Marcia Gay Harden likes to be close with her co-stars. She's currently filming here opposite the man she asked to father her child, if she wasn't married by the age of 38.

Now art is imitating life for Harden, who's wrapping up production on a U.S. cable movie, Labor Of Love, about a woman approaching 40 who asks her gay friend to inseminate her.

David Marshall Grant, who co-stars in the movie, is also the man who agreed to father a child with her five years ago.

They co-starred in the New York production of Angels In America and "had a conversation on the subject," says Harden.

"I was in my early thirties and feared that motherhood would pass me by." They agreed that if neither was involved with someone else, they would have a child together and work it out.

Now in her mid-thirties and married, Harden no longer requires David's services, but she's grateful for his offer.

A closeness with co-stars is important to Harden, who says it's hard to fake friendships for the screen.

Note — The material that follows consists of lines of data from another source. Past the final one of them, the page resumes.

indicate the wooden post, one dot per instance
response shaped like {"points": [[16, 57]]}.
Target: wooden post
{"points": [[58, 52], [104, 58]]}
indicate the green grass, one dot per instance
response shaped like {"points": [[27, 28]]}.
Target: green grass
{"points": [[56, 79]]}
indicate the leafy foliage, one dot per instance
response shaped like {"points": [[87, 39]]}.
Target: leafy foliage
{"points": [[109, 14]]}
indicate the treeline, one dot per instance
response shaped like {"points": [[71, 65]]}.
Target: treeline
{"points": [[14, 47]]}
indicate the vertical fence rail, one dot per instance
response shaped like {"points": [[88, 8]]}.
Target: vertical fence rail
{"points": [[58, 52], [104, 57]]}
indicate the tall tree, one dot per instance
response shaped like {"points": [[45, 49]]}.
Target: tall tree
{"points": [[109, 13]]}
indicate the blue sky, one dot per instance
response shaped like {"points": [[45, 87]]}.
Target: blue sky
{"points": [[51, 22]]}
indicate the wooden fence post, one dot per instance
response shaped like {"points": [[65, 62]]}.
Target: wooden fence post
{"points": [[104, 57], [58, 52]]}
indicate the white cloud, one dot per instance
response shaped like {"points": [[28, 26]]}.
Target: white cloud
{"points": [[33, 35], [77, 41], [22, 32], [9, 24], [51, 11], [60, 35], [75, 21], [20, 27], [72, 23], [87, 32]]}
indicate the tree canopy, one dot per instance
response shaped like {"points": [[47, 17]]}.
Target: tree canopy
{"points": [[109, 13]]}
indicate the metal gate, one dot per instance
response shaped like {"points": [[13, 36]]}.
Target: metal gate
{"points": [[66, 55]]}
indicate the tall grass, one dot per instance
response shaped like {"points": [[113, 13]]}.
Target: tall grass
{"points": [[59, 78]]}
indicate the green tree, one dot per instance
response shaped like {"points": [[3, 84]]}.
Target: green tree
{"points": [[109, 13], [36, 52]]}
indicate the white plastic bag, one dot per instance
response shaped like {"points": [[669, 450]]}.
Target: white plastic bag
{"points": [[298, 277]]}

About a month-and-a-half ago she was in negotiations for the role in Labor Of Love when Marshall Grant walked in for the part of the gay friend.

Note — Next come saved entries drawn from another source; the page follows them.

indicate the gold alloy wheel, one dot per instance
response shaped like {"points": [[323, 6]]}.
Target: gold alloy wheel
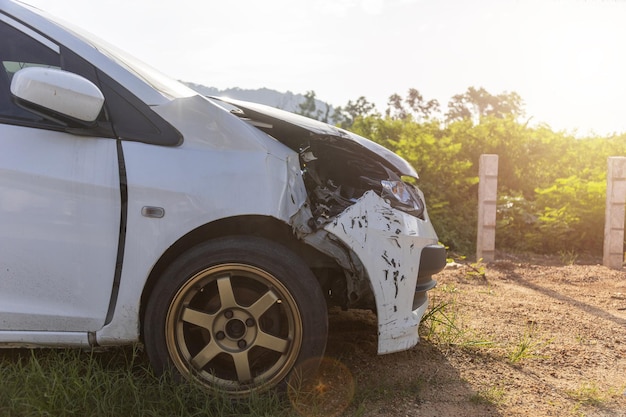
{"points": [[235, 328]]}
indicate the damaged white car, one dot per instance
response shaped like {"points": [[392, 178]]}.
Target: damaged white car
{"points": [[216, 233]]}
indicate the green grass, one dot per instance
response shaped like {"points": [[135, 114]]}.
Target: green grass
{"points": [[118, 382], [442, 325]]}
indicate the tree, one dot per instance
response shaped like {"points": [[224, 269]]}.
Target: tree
{"points": [[475, 104], [418, 108], [346, 116]]}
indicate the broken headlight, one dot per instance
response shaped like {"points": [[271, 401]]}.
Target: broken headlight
{"points": [[403, 196]]}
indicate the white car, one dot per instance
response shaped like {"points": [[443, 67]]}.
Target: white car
{"points": [[216, 233]]}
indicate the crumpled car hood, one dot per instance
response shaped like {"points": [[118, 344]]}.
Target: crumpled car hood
{"points": [[296, 131]]}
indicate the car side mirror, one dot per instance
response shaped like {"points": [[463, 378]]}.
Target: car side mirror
{"points": [[57, 95]]}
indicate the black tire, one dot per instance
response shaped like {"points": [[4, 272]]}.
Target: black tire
{"points": [[237, 314]]}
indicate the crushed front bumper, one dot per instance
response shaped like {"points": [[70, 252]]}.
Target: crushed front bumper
{"points": [[399, 254]]}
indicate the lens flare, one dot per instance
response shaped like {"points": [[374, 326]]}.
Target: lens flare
{"points": [[326, 392]]}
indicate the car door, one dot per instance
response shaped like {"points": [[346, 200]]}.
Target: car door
{"points": [[59, 207]]}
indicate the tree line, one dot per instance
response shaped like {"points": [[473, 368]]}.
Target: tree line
{"points": [[551, 185]]}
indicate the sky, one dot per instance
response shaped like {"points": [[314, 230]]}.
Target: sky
{"points": [[565, 58]]}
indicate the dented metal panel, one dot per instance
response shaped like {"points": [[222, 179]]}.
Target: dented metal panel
{"points": [[388, 244]]}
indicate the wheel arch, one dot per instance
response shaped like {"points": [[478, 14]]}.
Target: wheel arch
{"points": [[259, 226]]}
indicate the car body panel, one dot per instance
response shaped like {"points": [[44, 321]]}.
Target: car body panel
{"points": [[108, 210], [59, 226], [389, 244], [213, 175]]}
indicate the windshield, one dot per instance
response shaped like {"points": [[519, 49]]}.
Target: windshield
{"points": [[153, 77]]}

"I said, 'David, this is perfect. We don't have to fake our friendship.' "

Harden compares their real life closeness to the Matt Damon and Ben Affleck characters in the current hit, Good Will Hunting.

"When they banter in the car, you can tell they are friends," she says about the real life college buddies.

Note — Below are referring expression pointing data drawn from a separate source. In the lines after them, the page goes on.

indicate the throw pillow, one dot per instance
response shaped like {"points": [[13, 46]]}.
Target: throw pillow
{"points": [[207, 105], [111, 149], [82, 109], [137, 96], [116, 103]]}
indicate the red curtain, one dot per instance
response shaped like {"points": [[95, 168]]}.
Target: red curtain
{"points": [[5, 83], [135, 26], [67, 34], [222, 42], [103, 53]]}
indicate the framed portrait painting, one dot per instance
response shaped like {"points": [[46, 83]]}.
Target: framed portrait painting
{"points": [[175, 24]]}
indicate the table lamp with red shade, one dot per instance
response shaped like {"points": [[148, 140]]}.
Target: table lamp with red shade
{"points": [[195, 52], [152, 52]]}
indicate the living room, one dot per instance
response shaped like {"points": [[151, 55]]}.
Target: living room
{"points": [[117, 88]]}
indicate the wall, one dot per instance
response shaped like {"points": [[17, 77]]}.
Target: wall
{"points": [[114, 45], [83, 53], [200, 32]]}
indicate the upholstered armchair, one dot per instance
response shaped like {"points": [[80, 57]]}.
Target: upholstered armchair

California-born Harden studied theatre at University of Texas, and her early training was mainly on the stage. Her first big film was the Coen Brothers' Miller's Crossing.

Later films include Flubber, The First Wives Club, and the upcoming Meet Joe Black. She's currently on screen with Michael Keaton and Andy Garcia in Desperate Measures.

Last summer, while filming the comedy Meet Joe Black in Rhode Island, Harden became close with co-stars Anthony Hopkins and Brad Pitt.

Pitt stars as the Grim Reaper, who comes to earth and falls in love with Hopkins' favorite daughter and Harden's younger sister. Harden plays Hopkins' needy daughter.

Of Hopkins, she says, "He's to die for. The cream of the crop." Of Pitt, she says, he made "a good-looking death!"

Harden has taken roles to pay the bills, but craves characters whom she can relate to.

Which brings us back to Labor Of Love.

"I've had to face some of these same issues," she says. "I know I'm fertile, but I'm at the age when women do lose children. I am these women."

And now that she's married -- to Thaddaeus Scheel, a documentary filmmaker-- she plans to have a child very soon.

"Walking into Baby Gap is definitely an incentive."